Perdido 03

Perdido 03

Sunday, July 11, 2010

Computers Hurt Academic Skills

All the technocrats pushing more and more technology and computers onto public schools and public school students as the miracle cure for the achievement gap ought to read this study:

Economists are trying to measure a home computer’s educational impact on schoolchildren in low-income households. Taking widely varying routes, they are arriving at similar conclusions: little or no educational benefit is found. Worse, computers seem to have further separated children in low-income households, whose test scores often decline after the machine arrives, from their more privileged counterparts.

Ofer Malamud, an assistant professor of economics at the University of Chicago, is the co-author of a study that investigated educational outcomes after low-income families received vouchers to help them buy computers.

“We found a negative effect on academic achievement,” he said. “I was surprised, but as we presented our findings at various seminars, people in the audience said they weren’t surprised, given their own experiences with their school-age children.”

Professor Malamud and his collaborator, Cristian Pop-Eleches, an assistant professor of economics at Columbia University, did their field work in Romania in 2009, where the government invited low-income families to apply for vouchers worth 200 euros (then about $300) that could be used for buying a home computer.

The program provided a control group: the families who applied but did not receive a voucher. They showed the same desire to own a machine, and their income was often only slightly above the cut-off point for the government program.

In a draft of an article that the Quarterly Journal of Economics will publish early next year, the professors report finding “strong evidence that children in households who won a voucher received significantly lower school grades in math, English and Romanian.” The principal positive effect on the students was improved computer skills.

At that time, most Romanian households were not yet connected to the Internet. But few children whose families obtained computers said they used the machines for homework. What they were used for — daily — was playing games.

In the United States, Jacob L. Vigdor and Helen F. Ladd, professors of public policy at Duke University, reported similar findings.

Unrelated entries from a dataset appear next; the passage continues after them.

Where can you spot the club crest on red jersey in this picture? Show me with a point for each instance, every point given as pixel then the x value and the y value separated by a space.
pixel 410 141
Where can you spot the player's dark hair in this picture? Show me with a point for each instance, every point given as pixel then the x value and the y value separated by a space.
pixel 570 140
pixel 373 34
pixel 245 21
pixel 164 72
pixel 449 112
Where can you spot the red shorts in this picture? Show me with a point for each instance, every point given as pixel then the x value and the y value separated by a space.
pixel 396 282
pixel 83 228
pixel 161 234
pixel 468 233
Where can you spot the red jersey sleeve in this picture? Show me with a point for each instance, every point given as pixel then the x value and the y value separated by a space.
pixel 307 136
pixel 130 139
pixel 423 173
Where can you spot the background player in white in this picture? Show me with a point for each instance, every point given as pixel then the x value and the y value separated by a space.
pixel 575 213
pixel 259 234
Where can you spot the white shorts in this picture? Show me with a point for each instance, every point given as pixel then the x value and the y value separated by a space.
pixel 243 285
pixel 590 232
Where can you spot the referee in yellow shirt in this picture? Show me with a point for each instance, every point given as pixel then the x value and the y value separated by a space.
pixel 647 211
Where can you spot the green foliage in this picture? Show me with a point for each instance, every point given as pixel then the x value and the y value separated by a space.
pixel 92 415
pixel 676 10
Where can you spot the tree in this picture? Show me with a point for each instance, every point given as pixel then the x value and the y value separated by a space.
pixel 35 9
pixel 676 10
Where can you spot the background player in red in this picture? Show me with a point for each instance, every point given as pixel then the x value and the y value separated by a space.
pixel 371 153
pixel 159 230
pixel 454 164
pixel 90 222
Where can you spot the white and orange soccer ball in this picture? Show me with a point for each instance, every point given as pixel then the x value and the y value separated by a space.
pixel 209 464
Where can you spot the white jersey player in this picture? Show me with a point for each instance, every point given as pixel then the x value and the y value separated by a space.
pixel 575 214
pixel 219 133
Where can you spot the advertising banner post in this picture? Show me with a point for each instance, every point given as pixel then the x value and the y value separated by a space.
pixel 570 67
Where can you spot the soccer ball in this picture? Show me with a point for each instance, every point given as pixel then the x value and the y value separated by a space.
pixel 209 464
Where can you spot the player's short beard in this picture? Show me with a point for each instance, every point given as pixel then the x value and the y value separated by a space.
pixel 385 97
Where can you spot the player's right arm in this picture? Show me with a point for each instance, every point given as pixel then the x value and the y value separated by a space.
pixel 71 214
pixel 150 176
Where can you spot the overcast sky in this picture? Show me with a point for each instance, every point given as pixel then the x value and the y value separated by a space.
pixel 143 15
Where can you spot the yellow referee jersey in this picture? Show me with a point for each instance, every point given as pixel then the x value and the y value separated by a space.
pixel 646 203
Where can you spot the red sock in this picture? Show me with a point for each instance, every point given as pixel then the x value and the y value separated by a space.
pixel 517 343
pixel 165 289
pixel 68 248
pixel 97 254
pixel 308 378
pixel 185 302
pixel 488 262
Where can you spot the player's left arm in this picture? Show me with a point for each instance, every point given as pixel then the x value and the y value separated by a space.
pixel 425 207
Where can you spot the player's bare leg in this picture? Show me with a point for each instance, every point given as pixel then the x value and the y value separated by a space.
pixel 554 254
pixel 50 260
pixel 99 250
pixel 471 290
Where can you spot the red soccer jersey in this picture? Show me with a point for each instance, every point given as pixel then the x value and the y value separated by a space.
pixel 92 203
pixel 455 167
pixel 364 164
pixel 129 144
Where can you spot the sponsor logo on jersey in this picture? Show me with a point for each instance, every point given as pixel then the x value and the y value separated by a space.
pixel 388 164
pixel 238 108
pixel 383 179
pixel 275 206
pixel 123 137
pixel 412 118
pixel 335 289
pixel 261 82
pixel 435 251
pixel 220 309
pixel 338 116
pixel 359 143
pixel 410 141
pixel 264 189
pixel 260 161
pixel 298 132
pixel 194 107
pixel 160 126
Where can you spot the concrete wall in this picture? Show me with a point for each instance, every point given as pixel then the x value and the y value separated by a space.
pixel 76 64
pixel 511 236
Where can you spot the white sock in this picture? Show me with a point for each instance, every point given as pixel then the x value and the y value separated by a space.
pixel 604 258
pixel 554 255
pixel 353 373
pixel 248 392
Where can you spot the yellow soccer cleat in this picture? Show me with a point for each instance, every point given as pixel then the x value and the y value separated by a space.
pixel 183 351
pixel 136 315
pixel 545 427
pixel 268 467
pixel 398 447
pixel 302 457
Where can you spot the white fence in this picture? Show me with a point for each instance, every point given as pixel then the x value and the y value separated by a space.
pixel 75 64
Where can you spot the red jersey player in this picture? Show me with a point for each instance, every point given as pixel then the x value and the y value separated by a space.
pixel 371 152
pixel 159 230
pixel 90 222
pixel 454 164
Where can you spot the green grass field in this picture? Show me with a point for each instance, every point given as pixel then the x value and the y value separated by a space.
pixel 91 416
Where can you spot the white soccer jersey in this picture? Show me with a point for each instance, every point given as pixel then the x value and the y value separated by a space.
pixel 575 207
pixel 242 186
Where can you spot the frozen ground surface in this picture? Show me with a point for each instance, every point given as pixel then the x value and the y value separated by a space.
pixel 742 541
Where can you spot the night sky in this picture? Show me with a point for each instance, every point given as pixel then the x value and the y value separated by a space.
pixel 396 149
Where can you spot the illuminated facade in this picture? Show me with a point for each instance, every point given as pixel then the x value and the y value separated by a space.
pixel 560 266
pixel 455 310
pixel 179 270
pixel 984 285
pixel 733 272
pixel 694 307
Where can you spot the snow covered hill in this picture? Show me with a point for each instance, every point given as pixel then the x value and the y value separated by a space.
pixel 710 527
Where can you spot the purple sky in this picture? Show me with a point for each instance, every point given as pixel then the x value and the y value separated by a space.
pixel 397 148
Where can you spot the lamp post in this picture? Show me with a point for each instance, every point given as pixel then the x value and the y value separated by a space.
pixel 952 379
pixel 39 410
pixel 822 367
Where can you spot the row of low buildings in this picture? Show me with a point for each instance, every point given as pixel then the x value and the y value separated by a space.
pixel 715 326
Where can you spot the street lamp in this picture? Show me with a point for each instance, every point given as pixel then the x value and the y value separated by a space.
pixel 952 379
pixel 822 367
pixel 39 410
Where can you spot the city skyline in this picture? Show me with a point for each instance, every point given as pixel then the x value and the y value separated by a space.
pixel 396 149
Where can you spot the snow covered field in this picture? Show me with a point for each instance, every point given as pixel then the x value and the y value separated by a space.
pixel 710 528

Their National Bureau of Economic Research working paper, “Scaling the Digital Divide,” published last month, looks at the arrival of broadband service in North Carolina between 2000 and 2005 and its effect on middle school test scores during that period. Students posted significantly lower math test scores after the first broadband service provider showed up in their neighborhood, and significantly lower reading scores as well when the number of broadband providers passed four.

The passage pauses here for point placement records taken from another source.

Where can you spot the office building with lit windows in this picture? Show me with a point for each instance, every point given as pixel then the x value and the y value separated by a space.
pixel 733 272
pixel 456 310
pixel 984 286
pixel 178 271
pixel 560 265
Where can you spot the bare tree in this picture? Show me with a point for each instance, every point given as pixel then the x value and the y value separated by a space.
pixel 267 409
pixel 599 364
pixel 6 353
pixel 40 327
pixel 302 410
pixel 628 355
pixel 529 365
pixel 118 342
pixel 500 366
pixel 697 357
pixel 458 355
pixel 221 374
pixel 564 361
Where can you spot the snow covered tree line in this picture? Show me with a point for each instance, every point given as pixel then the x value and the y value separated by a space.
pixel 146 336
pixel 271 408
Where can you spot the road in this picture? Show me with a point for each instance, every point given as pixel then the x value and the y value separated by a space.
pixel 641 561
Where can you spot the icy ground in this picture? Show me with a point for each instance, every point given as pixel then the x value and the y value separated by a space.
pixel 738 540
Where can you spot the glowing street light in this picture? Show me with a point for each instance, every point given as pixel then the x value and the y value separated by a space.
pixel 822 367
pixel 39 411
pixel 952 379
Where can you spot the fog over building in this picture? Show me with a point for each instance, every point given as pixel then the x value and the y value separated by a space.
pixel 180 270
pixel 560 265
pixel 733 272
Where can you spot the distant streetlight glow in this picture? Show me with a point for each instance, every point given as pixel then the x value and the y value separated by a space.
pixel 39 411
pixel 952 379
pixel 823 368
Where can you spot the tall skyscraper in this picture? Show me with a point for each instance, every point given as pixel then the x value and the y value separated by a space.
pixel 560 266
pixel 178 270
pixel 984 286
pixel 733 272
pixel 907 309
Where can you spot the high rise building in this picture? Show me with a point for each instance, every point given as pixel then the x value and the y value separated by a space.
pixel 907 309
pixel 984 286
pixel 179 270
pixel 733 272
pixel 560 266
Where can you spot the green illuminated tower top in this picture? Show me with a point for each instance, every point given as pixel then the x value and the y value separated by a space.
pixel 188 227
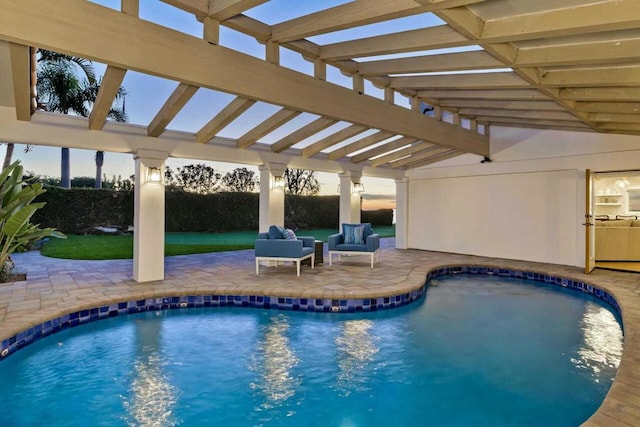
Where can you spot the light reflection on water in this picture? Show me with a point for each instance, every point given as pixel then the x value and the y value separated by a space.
pixel 602 344
pixel 153 397
pixel 356 349
pixel 274 361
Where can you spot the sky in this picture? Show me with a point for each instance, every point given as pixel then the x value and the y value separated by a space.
pixel 146 94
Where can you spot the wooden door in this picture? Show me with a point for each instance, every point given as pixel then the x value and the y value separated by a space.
pixel 590 235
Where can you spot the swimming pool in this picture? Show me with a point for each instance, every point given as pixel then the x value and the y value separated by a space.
pixel 477 350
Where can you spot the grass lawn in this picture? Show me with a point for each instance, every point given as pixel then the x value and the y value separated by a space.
pixel 121 247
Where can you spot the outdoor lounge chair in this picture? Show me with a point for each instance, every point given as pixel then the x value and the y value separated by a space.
pixel 273 246
pixel 355 239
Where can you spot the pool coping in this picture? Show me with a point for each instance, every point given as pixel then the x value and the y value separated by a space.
pixel 621 406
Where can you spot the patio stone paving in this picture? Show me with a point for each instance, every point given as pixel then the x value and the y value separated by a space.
pixel 55 287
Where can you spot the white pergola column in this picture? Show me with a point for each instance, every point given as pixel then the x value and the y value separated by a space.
pixel 349 201
pixel 148 218
pixel 402 213
pixel 271 199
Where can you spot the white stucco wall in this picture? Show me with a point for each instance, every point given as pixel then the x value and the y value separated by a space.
pixel 527 204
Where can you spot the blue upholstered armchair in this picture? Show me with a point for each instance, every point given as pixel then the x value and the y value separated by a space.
pixel 355 239
pixel 278 245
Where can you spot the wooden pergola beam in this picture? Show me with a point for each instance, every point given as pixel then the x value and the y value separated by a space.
pixel 174 55
pixel 420 155
pixel 20 58
pixel 354 14
pixel 501 104
pixel 435 159
pixel 384 148
pixel 415 148
pixel 228 114
pixel 172 106
pixel 359 145
pixel 591 17
pixel 496 94
pixel 301 134
pixel 222 10
pixel 438 37
pixel 267 126
pixel 610 94
pixel 501 80
pixel 109 86
pixel 475 60
pixel 332 139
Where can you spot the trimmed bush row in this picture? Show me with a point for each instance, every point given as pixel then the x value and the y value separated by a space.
pixel 80 210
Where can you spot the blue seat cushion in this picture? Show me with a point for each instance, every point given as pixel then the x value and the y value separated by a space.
pixel 353 234
pixel 368 230
pixel 275 232
pixel 351 247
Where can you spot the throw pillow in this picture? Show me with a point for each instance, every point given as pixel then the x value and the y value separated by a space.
pixel 290 234
pixel 276 232
pixel 353 234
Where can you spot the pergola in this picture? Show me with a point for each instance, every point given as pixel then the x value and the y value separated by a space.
pixel 570 65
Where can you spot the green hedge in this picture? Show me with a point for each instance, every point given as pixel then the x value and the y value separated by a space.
pixel 211 212
pixel 307 212
pixel 378 217
pixel 78 211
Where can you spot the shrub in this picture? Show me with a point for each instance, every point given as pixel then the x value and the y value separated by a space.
pixel 378 217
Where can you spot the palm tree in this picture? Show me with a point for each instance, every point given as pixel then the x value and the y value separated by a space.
pixel 115 113
pixel 61 90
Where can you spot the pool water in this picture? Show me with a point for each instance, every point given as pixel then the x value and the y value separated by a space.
pixel 478 350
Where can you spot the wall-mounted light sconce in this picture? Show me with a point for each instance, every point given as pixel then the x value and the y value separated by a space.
pixel 154 175
pixel 278 182
pixel 622 184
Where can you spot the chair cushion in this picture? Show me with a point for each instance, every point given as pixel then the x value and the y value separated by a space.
pixel 353 248
pixel 368 230
pixel 276 232
pixel 353 234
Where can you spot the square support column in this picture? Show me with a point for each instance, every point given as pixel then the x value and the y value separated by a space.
pixel 148 218
pixel 349 201
pixel 271 199
pixel 402 213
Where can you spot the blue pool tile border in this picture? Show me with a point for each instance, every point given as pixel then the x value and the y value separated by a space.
pixel 563 282
pixel 325 305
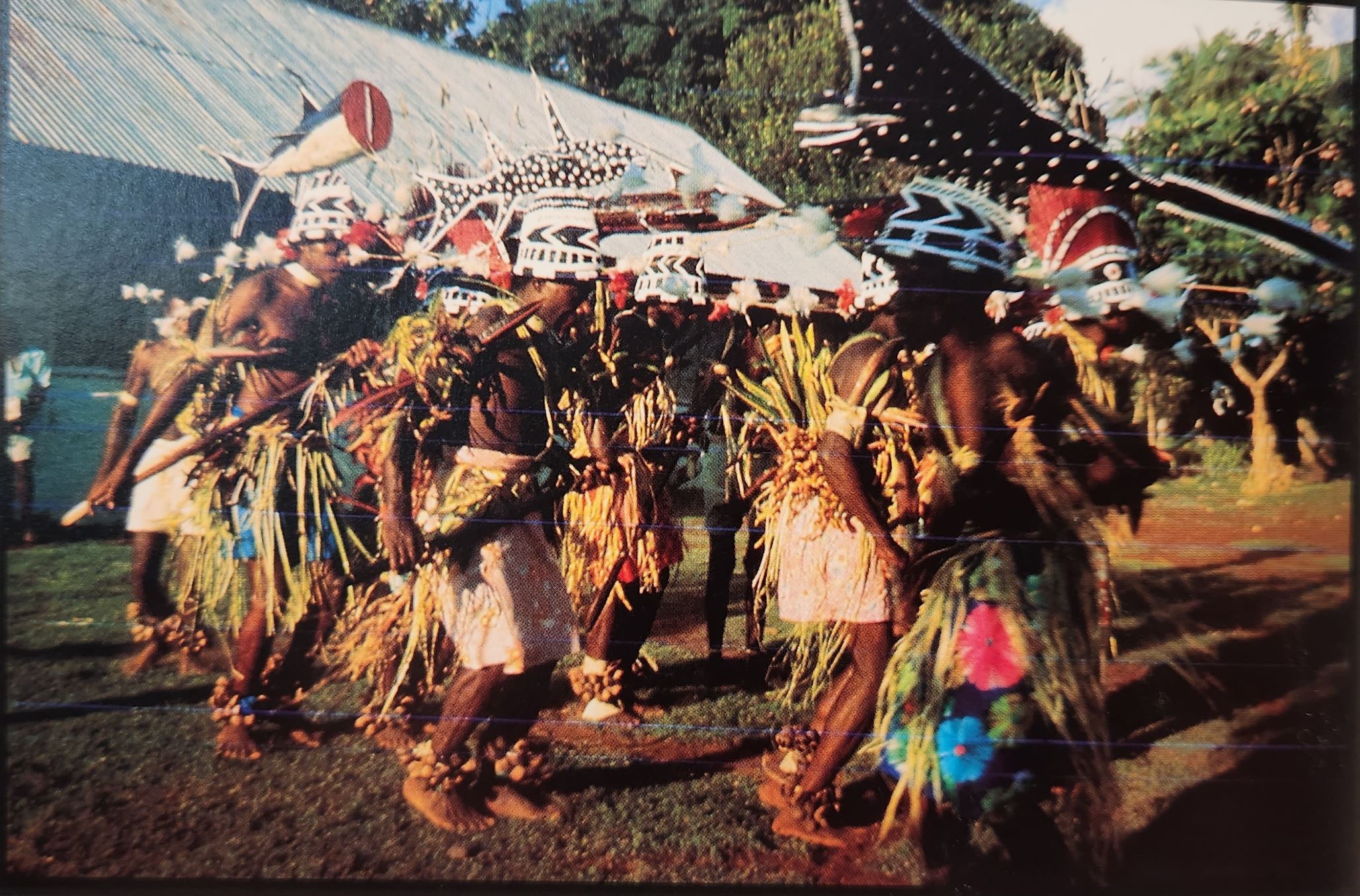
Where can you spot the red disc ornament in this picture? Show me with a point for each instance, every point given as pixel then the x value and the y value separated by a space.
pixel 366 114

The Duke paper reports that the negative effect on test scores was not universal, but was largely confined to lower-income households, in which, the authors hypothesized, parental supervision might be spottier, giving students greater opportunity to use the computer for entertainment unrelated to homework and reducing the amount of time spent studying.

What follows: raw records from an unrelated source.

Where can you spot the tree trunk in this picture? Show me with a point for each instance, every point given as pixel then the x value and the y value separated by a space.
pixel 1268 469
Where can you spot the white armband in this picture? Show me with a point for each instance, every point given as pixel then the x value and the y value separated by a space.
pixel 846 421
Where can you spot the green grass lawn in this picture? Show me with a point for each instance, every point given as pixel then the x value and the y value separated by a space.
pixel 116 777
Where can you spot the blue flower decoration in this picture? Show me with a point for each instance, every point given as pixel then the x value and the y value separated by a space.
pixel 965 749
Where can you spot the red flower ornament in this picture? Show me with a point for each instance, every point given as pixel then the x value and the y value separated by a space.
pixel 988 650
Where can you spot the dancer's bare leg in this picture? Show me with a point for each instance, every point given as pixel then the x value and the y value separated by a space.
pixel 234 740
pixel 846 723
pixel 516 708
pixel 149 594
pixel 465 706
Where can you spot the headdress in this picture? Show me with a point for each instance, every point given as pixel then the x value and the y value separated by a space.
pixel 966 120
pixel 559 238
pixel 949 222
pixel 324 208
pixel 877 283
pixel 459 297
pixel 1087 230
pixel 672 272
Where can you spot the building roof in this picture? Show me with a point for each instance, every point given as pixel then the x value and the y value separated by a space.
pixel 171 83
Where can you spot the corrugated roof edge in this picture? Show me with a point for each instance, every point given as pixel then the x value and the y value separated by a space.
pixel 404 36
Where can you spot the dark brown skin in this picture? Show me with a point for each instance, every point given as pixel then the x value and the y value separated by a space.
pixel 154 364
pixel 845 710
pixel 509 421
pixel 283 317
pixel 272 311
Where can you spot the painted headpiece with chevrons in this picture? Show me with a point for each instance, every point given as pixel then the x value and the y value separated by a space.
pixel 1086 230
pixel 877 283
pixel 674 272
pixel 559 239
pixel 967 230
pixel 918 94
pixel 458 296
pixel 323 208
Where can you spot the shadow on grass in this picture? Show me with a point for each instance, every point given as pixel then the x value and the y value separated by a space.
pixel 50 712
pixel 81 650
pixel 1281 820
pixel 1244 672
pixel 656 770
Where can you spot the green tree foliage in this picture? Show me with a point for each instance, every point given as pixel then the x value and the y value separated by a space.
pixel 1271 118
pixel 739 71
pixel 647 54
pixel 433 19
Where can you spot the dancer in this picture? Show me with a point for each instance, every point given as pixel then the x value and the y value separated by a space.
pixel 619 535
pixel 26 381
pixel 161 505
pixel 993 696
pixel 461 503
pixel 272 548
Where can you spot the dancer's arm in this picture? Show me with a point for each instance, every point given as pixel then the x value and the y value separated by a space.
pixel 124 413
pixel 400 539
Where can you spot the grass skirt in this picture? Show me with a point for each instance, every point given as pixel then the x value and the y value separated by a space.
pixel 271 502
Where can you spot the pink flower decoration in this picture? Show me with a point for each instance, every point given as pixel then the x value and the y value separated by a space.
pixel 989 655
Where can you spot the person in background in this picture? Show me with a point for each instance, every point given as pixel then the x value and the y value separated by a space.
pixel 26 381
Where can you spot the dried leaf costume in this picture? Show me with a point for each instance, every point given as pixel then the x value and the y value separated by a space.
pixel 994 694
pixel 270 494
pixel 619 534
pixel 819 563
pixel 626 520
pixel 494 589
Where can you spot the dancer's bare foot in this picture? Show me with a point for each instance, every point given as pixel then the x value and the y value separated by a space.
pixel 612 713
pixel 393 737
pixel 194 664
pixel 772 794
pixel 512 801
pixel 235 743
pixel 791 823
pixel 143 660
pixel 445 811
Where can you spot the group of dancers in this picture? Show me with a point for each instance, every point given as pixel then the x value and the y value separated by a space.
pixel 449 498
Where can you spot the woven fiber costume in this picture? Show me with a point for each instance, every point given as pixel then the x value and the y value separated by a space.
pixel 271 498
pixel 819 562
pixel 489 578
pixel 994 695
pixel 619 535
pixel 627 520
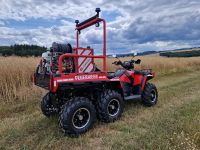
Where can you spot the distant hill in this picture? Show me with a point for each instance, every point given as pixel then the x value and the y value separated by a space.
pixel 186 52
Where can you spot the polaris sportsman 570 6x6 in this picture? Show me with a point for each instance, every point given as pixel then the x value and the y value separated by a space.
pixel 80 92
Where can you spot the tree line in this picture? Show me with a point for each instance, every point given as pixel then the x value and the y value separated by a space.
pixel 192 53
pixel 22 50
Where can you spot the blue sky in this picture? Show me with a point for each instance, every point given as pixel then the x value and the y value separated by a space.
pixel 132 25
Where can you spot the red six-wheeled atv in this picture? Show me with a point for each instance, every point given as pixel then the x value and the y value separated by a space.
pixel 79 91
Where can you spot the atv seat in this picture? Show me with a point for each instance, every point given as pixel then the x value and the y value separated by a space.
pixel 117 73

The North Carolina study suggests the disconcerting possibility that home computers and Internet access have such a negative effect only on some groups and end up widening achievement gaps between socioeconomic groups. The expansion of broadband service was associated with a pronounced drop in test scores for black students in both reading and math, but no effect on the math scores and little on the reading scores of other students. In the report, the authors do not speculate about what caused the disparities.

The study also goes to show just how much positive or negative influence parental involvement and supervision have on student achievement.

Of course President Hopey/Changey is expanding broadband service into poor and rural areas as part of his miracle education cure and grant-based stimulus package.

Along with his BLAME TEACHERS FIRST education policies, his Race to the Top initiative, and his No Child Left Behind Jr. re-do set to pass after the November elections, President Hopey/Changes puts all his faith in just about every miracle cure that doesn't actually work.

Here's some advice, Hopey/Changey:

Start with parents. Get them involved. Hold parents accountable when students don't come to school, don't study, don't pay attention, don't show effort.

If he had read this study (or actually read any study on education not funded by the Gates or Broad Foundations), he would know that parents are the linchpin to student achievement and success.

Given the financial, employment, environmental, agricultural, and education policies he pursues, I wonder if President Hopey/Changey isn't spending entirely too much time on the Internets and not enough time reading policy papers and material NOT written by hedge fund managers or foundations funded by hedge fund managers and/or Bill Gates and Eli Broad.

2 comments:

  1. I work in a small school in Chicago and there is a lot of talk about technology at the top levels, but no $$$. I do believe in using technology to support instruction. In Chicago, Huberman, our CEO, does not see technology integrated with instruction. Huberman has come up with a plan to extend the school day with TWO HOURS of programmed computer instruction with a teacher aide! Incredible, you cannot write this stuff!! It was to be a secret but someone let it out of the bag. There was the still the question of dollars to afford it. Scantron testing via computer has started. They see computers as testing stations versus tools making deeper connections. As a school with a high number of ell students, teacher stations with interactive smartboard would be a valuable tool if used correctly to develop schema and frontload important keywords and concepts.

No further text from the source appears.